Until quite recently, Fort Worth wasn’t really on Australian travellers’ radars but with direct flights now offered to Dallas Fort Worth airport it offers a great diversion for a couple of days while you get over your jetlag. Divided into three distinct areas – the Stockyards, the Culture District with a number of outstanding galleries and museums, and a busy, contemporary Downtown – the city offers a bit of everything.

The Stockyards, where I’ve based myself, is centred on two streets lined with historic buildings, saloons, restaurants and shops. At ML Leddy’s I try on about 15 pairs of boots before I realise I’m never going to get a pair that offers both fit and the perfect look, so Joe offers to measure me for a handmade pair. “When will you be back in town,” he asks. “About 16 days,” I tell him. He laughs: “What about next year?” It takes about 12 months for the craftsmen at Leddy’s to create each pair of boots, such is the work involved and the number they make.

Even with a pair of boots, part two of my adventure is about to begin: a ride along the Trinity River Trail with Stockyards Stables. I’m handed the reins of a cute chestnut who is soon strutting along the gravel path. The sun is shining, the birds are singing and, when it comes time to turn around, I can see one of the bridges crossing the river close to the Downtown region. What I explore during my hour on horseback is just a fraction of the Trinity River Trail system that stretches for nearly 80 kilometres. It’s incredibly popular with bike riders, who can pedal right across Fort Worth. There’s even a bike-share program with 300 cycles parked across 30 different stations if the urge takes you.

Wandering around the town later, I watch as the herd passes through on their way to pasture, see tourists pay five bucks to have their photos taken on the back of a huge bull, and marvel at a statue of Bill Pickett who invented bulldogging, a seemingly insane method of catching and throwing a steer after leaping on it from the back of a horse. Pickett’s ancestry was African-American, European-American and Cherokee. For someone who grew up watching John Wayne Westerns, it’s a revelation to discover being a cowboy in the true Wild West wasn’t the sole preserve of white men.

When the sun goes down in Fort Worth, the cowboys come out to play. Each Friday and Saturday night, the huge indoor Cowtown Coliseum plays host to a rodeo. The crowd cheers as a rider manages to stay aboard a writhing, leaping bull for a full eight seconds. Split second decisions are made during tie-down roping. Even the kids get in on the action during a break, chasing a sheep around the ring during the mutton scramble.

Afterwards, I stroll over to Billy Bob’s Texas. The plan was to get here the night I arrived, but my flight got in late and I missed the Thursday line dancing class.

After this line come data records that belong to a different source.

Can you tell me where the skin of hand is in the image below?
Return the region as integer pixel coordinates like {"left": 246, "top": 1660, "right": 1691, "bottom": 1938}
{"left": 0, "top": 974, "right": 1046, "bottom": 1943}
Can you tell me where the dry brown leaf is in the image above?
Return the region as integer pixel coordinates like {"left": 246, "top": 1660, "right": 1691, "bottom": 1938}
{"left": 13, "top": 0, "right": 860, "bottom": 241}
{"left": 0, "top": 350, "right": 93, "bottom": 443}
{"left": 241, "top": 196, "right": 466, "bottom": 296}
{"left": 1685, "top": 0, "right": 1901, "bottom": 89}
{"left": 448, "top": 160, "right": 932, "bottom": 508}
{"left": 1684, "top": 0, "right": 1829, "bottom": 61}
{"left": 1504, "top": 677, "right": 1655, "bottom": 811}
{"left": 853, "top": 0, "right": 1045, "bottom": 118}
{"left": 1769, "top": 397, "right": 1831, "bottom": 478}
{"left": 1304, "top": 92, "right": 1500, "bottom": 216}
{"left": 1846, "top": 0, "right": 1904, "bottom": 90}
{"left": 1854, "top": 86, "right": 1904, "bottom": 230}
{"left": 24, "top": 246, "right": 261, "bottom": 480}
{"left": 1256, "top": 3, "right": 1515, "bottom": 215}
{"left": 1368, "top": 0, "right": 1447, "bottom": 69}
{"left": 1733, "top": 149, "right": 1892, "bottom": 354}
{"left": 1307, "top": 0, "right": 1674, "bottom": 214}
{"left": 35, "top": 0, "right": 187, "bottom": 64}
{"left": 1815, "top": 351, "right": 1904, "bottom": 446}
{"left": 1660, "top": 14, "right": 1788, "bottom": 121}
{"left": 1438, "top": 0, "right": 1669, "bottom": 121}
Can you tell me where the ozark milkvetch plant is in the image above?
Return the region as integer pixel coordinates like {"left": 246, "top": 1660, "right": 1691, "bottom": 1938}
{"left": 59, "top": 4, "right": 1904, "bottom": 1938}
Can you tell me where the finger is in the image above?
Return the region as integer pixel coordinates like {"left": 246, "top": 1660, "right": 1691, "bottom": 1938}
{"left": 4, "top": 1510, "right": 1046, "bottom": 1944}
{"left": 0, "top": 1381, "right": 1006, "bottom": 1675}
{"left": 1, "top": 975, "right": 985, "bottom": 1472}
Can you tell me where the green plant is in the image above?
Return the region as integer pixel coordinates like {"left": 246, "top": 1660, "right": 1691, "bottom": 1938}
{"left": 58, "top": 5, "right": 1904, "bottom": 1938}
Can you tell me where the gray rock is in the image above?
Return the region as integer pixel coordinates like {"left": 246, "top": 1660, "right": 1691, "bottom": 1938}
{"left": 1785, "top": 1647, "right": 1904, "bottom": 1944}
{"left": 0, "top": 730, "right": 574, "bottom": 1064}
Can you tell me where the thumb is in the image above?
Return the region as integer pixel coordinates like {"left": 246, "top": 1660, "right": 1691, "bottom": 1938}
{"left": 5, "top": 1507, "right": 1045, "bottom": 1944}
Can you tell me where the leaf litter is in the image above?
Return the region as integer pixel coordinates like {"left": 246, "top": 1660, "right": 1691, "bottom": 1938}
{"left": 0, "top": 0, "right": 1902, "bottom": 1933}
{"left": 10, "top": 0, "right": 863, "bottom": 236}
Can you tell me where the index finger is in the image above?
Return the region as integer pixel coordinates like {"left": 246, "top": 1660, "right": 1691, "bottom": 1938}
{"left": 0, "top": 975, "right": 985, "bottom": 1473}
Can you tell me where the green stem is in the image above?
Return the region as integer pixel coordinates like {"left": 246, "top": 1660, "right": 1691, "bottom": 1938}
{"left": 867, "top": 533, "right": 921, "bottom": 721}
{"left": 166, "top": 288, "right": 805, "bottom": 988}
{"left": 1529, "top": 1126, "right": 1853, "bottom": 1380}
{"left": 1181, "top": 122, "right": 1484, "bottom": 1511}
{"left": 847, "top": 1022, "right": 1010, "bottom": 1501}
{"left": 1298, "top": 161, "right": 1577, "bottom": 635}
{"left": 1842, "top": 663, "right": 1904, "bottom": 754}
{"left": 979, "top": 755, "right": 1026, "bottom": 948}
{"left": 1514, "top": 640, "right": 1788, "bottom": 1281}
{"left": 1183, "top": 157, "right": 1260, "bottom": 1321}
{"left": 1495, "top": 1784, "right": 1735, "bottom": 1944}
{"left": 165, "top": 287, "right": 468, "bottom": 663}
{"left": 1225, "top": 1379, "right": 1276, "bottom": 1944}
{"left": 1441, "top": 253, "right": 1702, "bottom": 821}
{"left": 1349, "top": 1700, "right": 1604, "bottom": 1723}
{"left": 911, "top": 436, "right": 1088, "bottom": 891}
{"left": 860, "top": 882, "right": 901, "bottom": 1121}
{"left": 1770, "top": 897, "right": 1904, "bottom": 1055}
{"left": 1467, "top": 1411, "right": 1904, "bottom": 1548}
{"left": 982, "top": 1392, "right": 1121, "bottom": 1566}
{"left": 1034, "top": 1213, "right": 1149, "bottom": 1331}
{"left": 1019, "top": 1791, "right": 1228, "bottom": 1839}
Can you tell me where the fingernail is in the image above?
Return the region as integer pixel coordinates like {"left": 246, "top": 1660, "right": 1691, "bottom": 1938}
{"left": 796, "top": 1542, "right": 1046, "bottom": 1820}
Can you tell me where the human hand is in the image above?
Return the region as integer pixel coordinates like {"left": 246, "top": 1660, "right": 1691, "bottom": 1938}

I’m dragging my feet, a little disappointed that I’d not got the chance to heel-and-toe, but my mood soon changes dramatically. Nothing can prepare you for Billy Bob’s, the world’s largest honky tonk, with its 20 bars, pool tables, massive band room and places to eat. I can’t get in to watch the live bull-riding (yes, inside, in a nightclub) so instead check out the Wall of Fame with its handprints from musical legends including George Thorogood, Waylon Jennings and Johnny Cash, and watch as a heaving dance floor Texas two-steps to the house band. Then I cram myself into the band room where 2,000 braying fans sing along to The Band Perry, a group of siblings from Tennessee playing crossover country rock. Even if you’re no country music fan, it’d hard not to become caught up in the atmosphere.

The next morning my ears are still ringing, but there’s one thing left to do. My performance at Cow Camp means I’ll never make a real cowgirl, but I’m still fascinated by the lifestyle. The National Cowgirl Museum and Hall of Fame, located in the Culture District, celebrates the women who shaped the West – and still do. From early ranchers to rodeo queens who battled both the land and prejudice, the stories of these women are inspiring. So much so that I vow to fly back to pick up those boots from Leddy’s and christen them Fort Worth style.